In an August 5, 2019 news post, the centre said it had trained disease vector surveillance officers in Benue, Niger and Nasarawa and established sentinel stations in the states as well. In a later post the same month, the centre said it conducted training for DVSO’s in Ebonyi and Anambra states. It said the lecture was a precursor to starting surveillance in the three locations. However, there was no evidence of the actual surveillance on the centre’s site. There was also no detail of the surveillance conducted in the three North-Central states where sentinel stations were set-up.
Between January and July of 2019, 1,905 Yellow Fever cases had been reported in all the states of the federation and the agency did not seem to be playing a key role in dealing with the epidemic.
According to reports, the same species of mosquitoes that transmit Yellow Fever are also responsible for dengue and several other neglected tropical diseases. The symptoms are often similar; hence little evidence of Dengue has been recorded in the country, despite NAVRC saying in some of its research in Anambra and its rapid response report in Bauchi that there are dengue transmitting mosquitoes in the two states.
Arboviruses (Arthropod born viruses) are infections transmitted by insects, including spiders, scorpions, ticks, and others.
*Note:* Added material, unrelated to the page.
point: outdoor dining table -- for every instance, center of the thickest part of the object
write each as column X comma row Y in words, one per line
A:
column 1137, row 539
NAVRC’s research interest has veered beyond mosquitoes just once when its staff studied house flies in a community in Anambra State.
Working in silos?
The Nigeria Centre for Disease Control has the responsibility of responding to and containing disease outbreaks in the country. Following the study of the research done by NAVRC, CML figured that both agencies should have a working relationship in dealing with outbreaks caused by insects.
This is only evident in the research paper on the response to the yellow fever outbreak in Kwara State by the NCDC. NAVRC is not listed as one of the reference laboratories the NCDC uses to test for yellow fever cases – a test which often brings out inconclusive results. Many of the Yellow Fever samples tested by the NCDC are transported to a WHO reference laboratory, Institute Pasteur in Dakar, Senegal.
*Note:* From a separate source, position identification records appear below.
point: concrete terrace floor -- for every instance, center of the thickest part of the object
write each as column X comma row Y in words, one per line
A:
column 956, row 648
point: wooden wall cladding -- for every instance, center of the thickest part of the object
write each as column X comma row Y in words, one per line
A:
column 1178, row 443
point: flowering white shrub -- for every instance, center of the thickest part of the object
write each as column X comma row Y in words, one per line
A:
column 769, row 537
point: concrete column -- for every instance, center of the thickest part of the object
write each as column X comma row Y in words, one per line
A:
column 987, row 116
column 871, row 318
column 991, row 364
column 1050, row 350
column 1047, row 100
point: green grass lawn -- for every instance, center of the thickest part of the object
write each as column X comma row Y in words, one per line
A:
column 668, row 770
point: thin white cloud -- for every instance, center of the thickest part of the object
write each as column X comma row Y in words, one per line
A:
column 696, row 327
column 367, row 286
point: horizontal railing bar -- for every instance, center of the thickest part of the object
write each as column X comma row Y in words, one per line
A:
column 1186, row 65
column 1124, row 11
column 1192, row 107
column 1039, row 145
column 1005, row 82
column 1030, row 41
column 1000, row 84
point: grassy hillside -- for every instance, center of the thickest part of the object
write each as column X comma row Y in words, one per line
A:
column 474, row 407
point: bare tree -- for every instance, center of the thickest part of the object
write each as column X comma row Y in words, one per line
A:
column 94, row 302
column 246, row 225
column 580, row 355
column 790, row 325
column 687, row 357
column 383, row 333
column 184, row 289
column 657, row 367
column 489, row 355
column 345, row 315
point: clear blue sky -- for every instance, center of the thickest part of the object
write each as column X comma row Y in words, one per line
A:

The NCDC also runs a national field epidemiological lab training programme, which the NAVRC has not shown in its researches, reports and news posts to be part of. The NCDC, in its last Yellow Fever update for the week ending January 31 2020, said some of the challenges it encountered in dealing with the Yellow Fever outbreak in the country included, “low index of suspicion of YF among health care providers, poor documentation of YF surveillance in many health facilities across states and poor support for outbreak investigation and response at the state level.”
The centre had inadvertently accused the NAVRC of failing to train health workers across the country, to sight and respond to arbovirus outbreaks. It had also implied that the NAVRC was unable to set-up a structure that enabled states to take action in the case of an outbreak.
This is a problem the NCDC is appearing to solve without the NAVRC, through its field epidemiological programme. The NCDC often refers to the National Primary Healthcare Development Agency, when reporting on its multi-agency approach to emergency responses to insect-baring disease outbreaks.
The NAVRC did not mention sending any of its findings to the disease control body and often conducted its insect studies when NCDC had already confirmed a case of yellow fever. NCDC reported an outbreak of yellow fever in Alkaleri LGA in Bauchi in August 2019, while NAVRC conducted its ‘rapid response’ three months later. CML had hoped to find evidence in either the NCDC’ or NAVRC’s reports that the latter was able to control the vector causing an outbreak, leading to the end of the epidemic, but none was found.
As it stands, the NAVRC seems not to have found usefulness 47 years after the WHO partnership with the Federal Ministry of Health that midwife it. It is no wonder its role in the COVID-19 battle has been limited to a sensitisation outreach to a cattle market in Enugu State.